Recite after us: The Sony Vaio P is not a netbook. No really, it isn’t. At least, that’s what Sony wants us to believe. The Japanese superfirm has been at pains to point out its dinky laptop is not to be popped into the same pigeonhole as an Asus Eee PC or MSI Wind. It needn’t have worried though, the Vaio P is clearly in a class of its own. First class. With a price tag to go with it.
Don’t be mistaken though. In this case first class doesn’t mean extra legroom and enough space to swing an over-stuffed cat. The Sony Vaio P is the smallest laptop we’ve ever seen.
Inside its dinky frame is an 8-inch screen, Atom 1.33 GHz processor, 1 or 2GB of RAM and the option of a 60GB HDD or 128GB SSD. There’s also Wi-Fi and Bluetooth inside, despite the whole shebang being slim enough to slip into a jacket pocket.
But despite its diminutive proportions the Vaio P remains powerful. There’s a super-crisp 1600×768 resolution screen and an instant-on feature that lets you play music and videos using the same XrossMediaBar interface as the PlayStation 3, and without waiting for Windows to chug into life. But it’s Windows that’s the Vaio P’s main failing point.
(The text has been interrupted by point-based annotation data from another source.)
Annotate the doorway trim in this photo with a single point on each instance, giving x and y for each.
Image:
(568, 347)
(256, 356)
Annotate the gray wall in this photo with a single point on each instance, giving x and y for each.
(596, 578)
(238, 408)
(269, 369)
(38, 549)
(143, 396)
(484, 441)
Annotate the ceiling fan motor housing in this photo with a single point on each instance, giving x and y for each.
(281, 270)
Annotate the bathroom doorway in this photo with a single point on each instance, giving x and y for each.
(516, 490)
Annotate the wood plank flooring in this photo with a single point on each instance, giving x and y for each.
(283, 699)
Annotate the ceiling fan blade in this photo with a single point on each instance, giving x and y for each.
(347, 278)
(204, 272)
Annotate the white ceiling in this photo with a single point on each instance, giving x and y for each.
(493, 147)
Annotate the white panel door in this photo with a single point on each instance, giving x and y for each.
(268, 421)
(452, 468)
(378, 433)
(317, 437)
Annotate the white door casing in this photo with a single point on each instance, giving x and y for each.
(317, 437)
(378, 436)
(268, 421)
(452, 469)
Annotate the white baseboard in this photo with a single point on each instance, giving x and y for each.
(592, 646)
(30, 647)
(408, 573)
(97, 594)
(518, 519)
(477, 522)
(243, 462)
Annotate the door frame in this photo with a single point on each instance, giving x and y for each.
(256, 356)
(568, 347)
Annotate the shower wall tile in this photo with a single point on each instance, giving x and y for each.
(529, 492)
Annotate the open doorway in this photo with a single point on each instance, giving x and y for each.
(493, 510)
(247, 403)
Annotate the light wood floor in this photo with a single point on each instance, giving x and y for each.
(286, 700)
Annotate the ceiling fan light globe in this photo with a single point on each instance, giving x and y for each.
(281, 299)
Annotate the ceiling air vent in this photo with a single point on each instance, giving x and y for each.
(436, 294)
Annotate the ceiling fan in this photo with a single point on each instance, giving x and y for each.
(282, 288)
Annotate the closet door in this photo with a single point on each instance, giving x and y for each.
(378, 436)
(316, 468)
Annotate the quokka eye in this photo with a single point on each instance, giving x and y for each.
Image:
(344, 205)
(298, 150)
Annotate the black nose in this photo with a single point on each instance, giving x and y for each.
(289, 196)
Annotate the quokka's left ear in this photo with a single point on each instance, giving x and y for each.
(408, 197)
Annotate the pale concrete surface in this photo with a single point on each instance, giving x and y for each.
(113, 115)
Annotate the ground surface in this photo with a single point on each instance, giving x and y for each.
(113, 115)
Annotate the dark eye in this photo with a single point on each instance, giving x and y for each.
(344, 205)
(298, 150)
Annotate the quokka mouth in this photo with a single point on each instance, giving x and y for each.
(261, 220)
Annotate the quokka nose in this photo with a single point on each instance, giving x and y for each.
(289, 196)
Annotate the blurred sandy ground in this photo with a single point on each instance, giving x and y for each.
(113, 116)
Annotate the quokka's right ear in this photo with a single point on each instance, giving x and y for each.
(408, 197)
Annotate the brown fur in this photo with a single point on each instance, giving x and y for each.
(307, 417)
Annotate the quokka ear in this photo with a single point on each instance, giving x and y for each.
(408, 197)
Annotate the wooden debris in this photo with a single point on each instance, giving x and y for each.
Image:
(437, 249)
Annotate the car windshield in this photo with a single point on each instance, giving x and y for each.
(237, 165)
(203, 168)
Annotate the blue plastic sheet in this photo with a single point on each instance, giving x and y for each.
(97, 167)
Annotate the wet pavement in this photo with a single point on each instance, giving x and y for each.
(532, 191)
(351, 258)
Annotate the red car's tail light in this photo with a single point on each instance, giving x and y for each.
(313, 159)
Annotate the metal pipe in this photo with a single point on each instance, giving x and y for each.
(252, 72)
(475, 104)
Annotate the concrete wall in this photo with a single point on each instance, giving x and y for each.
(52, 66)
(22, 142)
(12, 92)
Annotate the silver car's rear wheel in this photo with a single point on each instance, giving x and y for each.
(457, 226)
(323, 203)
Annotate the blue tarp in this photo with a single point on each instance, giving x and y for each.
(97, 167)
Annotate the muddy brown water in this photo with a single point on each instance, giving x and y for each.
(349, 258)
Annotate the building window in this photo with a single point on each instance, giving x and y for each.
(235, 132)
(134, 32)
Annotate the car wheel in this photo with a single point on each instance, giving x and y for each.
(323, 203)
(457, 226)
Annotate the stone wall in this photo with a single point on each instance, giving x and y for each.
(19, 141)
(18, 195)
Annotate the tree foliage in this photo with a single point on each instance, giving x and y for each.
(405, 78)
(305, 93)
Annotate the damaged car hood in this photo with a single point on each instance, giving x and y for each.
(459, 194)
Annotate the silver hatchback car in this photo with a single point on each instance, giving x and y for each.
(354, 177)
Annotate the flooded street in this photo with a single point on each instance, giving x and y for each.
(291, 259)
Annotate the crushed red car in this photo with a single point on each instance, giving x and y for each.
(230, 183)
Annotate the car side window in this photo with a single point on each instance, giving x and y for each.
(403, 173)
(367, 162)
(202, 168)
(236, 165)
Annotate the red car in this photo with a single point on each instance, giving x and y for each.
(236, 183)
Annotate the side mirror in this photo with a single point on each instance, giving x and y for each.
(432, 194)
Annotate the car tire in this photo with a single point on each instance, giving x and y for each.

In its eagerness to distance the Vaio P from the netbook rabble, Sony has shoehorned Windows Vista onboard its tiny laptop. The result is severe sluggishness and repeated crashes and freezes. Install Windows XP or Windows 7 on a Vaio P and you’re in business, but you’ll have to spend a while staring at the Windows Vista hourglass beforehand.
Another problem we found with the Vaio P: its lack of trackpad makes scrolling around the screen a pain. Sony has opted for a rubberised nipple in the centre of the keyboard, but combined with its titchy screen, it conspires to send the cursor skittering out of view with the tiniest prod.
And then there’s that wallet-worrying price tag. The Sony Vaio P starts at £700. Yes. £700 for a PC quite capable of being lost behind a sofa cushion. That’s a lot of cash to stump up for a computer packing a default operating system that simply doesn’t suit it, no matter how jaw-dropping it may be.
Overall, it’s hard to recommend the Sony Vaio P as a serious purchase. It feels like an exercise in design panache and technical wizardry, rather than a device for every day use. We struggled to get any serious work done using the tiny screen and keyboard, even when Windows Vista behaved itself.
Beautiful, yes. Admirable, certainly. Worth your wonga? Not in a million years.